2. § 214 Abs. 2 BGB ist auf den öffentlich-rechtlichen Erstattungsanspruch auf eine zu viel gezahlte Vergütung des Sachverständigen weder direkt noch entsprechend anwendbar.
Normenkette
JVEG § 2 Abs. 1; BGB § 214 Abs. 2, § 813 Abs. 1 S. 2
Tenor
Auf die Beschwerde des Beschwerdeführers wird der Beschluss des Sozialgerichts Altenburg vom 16. November 2006 aufgehoben und die Entschädigung für das internistische Gutachten vom 17. August 2004 auf 0,00 Euro festgesetzt.
Eine Beschwerde an das Bundessozialgericht findet nicht statt.
Gründe
I.
In dem Klageverfahren D. T. ./. Bundesknappschaft (Az.. S 14 KN 882/04) beauftragte der Vorsitzende der 14. Kammer des Sozialgerichts Altenburg mit Beweisanordnung vom 23. Juni 2004 den Orthopäden Dr. B. mit der Erstellung eines Gutachtens aufgrund stationärer Untersuchung bis zu drei Tagen und beauftragte ihn, ein internistisches Zusatzgutachten bei dem Antragsgegner einzuholen; auch dieser werde zum Sachverständigen ernannt. Die Beweisanordnung ging Dr. B. nach der Empfangsbestätigung am 6. Juli 2004 zu. Am 25. August 2004 gingen beide Gutachten (datiert unter dem 17. August 2004), eine zusammenfassende Stellungnahme beider Sachverständigen und eine Kostenrechnung des Dr. B. beim Sozialgericht ein.
Nach einem am 24. Februar 2005 beim Sozialgericht eingegangenen Schreiben des Antragsgegners war ihm bei der Erstellung der Umsatzsteuer aufgefallen sei, dass die Kosten für sein Gutachten noch nicht gezahlt seien. Unter dem 9. März 2005 wies die Urkundsbeamtin der Geschäftsstelle u.a. auf das Datum des Eingangs hin, äußerte sich zu diversen inhaltlichen Gesichtspunkten und bat um eine Aufschlüsselung der Kosten. Nach Eingang der vollständigen Kostenrechnung am 16. März 2005 verfügte sie die Anweisung von 924,16 Euro an den Antragsgegner.

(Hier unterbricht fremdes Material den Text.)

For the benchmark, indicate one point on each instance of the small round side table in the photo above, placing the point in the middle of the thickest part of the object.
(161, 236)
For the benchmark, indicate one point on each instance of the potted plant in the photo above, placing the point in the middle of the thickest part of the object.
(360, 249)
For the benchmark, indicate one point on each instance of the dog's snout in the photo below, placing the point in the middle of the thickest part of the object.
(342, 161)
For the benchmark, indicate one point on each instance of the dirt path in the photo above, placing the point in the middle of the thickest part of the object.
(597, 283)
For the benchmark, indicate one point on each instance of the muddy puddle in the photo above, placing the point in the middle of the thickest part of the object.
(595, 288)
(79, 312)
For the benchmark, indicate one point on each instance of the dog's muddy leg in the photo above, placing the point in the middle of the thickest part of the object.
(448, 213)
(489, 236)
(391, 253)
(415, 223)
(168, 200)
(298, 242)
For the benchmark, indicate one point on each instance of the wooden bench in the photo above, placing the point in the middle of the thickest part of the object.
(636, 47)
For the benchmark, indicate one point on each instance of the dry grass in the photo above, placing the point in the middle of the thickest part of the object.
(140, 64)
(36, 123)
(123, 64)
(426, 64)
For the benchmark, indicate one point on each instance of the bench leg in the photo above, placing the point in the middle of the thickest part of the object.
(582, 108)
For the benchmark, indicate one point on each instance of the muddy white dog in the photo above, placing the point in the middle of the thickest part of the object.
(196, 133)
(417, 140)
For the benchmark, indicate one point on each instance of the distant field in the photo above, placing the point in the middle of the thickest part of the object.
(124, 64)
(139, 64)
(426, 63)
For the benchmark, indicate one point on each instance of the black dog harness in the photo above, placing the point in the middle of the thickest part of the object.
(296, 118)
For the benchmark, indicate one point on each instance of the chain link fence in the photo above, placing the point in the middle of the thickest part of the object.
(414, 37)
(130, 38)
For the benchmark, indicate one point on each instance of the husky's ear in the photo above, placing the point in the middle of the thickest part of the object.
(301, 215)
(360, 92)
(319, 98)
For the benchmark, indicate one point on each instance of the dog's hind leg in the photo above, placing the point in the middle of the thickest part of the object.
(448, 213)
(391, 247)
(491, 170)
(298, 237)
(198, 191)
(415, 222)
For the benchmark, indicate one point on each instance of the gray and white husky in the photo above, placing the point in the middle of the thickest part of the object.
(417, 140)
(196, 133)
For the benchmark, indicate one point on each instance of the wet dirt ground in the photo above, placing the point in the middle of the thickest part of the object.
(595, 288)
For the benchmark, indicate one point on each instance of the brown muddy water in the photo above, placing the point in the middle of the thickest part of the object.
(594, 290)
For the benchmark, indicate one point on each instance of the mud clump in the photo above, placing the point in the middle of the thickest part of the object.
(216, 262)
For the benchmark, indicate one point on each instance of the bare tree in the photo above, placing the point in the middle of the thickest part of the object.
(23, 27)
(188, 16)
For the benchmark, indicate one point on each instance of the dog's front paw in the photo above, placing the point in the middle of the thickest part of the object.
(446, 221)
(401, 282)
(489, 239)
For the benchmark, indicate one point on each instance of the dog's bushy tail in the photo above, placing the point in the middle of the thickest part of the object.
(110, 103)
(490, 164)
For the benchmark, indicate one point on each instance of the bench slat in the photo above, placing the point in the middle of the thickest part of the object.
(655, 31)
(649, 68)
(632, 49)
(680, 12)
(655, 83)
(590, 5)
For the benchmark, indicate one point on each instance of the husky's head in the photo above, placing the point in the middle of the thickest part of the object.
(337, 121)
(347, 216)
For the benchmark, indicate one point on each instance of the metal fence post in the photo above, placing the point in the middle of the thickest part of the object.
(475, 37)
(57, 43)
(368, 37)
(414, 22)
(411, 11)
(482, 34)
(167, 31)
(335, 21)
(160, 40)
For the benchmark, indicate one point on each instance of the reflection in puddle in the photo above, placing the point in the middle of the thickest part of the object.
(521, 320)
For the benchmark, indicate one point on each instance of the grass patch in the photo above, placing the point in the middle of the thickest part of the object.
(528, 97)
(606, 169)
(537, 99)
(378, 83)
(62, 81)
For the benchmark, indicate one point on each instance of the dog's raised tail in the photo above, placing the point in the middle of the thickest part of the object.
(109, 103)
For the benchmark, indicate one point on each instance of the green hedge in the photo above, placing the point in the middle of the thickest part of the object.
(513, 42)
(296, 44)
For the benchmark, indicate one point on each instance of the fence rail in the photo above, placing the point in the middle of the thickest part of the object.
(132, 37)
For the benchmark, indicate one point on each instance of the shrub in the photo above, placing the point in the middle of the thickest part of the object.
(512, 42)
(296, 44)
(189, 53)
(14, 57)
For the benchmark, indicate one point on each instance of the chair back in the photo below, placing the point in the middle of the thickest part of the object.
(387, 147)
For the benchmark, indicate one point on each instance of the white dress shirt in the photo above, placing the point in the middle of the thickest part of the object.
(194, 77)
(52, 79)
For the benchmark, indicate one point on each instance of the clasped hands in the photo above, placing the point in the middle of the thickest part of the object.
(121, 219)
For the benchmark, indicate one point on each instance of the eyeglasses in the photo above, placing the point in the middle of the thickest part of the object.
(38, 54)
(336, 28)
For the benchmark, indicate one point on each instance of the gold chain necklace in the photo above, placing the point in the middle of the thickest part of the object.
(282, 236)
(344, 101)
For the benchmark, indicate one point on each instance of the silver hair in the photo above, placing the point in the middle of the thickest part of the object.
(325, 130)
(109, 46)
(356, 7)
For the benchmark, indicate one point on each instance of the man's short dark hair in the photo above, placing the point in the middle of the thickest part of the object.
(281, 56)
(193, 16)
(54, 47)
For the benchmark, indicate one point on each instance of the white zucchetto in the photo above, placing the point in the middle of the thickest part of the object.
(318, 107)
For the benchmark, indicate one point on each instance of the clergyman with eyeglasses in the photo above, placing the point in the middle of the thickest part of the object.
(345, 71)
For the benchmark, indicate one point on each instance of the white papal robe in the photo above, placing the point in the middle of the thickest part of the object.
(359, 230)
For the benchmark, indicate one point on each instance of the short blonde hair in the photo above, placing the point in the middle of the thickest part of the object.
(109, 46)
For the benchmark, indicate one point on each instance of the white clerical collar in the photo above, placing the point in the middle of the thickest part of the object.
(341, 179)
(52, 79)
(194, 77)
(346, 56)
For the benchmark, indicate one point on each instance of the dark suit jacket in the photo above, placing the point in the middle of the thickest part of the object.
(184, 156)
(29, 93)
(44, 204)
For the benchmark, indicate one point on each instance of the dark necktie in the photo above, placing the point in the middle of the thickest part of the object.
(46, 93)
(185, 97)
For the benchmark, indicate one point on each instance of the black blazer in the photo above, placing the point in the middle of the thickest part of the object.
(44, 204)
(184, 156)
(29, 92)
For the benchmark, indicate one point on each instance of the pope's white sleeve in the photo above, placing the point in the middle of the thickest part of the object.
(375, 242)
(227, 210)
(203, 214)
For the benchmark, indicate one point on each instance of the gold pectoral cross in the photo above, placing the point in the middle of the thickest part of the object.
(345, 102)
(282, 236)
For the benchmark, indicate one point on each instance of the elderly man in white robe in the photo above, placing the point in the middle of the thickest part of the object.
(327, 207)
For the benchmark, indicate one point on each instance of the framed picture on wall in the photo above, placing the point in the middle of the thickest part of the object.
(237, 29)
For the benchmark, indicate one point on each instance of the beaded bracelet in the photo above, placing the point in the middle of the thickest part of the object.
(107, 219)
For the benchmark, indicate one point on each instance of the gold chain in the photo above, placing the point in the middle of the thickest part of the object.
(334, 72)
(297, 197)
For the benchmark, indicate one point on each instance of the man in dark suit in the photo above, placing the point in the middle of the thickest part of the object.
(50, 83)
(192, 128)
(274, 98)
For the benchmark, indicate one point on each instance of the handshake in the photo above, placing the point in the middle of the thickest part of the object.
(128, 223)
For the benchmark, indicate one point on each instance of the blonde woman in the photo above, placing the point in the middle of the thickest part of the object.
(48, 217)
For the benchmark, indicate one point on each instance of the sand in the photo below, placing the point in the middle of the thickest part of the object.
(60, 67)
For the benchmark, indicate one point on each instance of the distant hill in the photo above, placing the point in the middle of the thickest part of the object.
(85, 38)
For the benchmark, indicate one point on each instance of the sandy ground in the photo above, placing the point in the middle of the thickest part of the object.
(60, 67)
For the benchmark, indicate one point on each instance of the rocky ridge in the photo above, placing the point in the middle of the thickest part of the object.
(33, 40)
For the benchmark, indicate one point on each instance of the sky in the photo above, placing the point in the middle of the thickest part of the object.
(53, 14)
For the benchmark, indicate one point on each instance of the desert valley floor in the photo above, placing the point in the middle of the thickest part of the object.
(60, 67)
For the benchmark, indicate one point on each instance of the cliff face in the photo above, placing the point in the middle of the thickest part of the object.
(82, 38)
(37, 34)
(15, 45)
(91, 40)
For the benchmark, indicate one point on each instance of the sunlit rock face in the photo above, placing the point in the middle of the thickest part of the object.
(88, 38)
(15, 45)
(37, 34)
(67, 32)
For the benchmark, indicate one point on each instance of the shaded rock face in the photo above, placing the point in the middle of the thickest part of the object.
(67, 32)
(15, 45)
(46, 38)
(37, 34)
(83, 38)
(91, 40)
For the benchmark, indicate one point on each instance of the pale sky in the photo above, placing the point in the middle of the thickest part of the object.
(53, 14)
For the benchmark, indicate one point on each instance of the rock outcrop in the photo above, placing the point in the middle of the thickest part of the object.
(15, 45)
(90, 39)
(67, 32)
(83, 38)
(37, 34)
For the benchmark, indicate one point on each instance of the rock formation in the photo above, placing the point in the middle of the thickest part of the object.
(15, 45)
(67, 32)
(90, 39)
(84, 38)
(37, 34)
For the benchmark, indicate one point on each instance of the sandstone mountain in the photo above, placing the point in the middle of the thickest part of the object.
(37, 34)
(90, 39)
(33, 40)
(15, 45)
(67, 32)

Nach einer Prüfung der Kostenansätze beim Sozialgericht Altenburg hat der Beschwerdeführer am 28. Juli 2006 beantragt, die Entschädigung für das Gutachten auf 0,00 Euro festzusetzen. Die Kostenbeamtin hätte die Entschädigung nicht leisten dürfen, weil der Anspruch des Antragsgegners erloschen war. Dieser hat daraufhin vorgetragen, er werde seit dem Jahre 2002 regelmäßig mit internistischen Gutachten beauftragt. Die Rechnungen würden automatisch mit den Gutachten ausgedruckt und versandt. Entsprechend sei auch bei dem vorliegenden Gutachten verfahren worden.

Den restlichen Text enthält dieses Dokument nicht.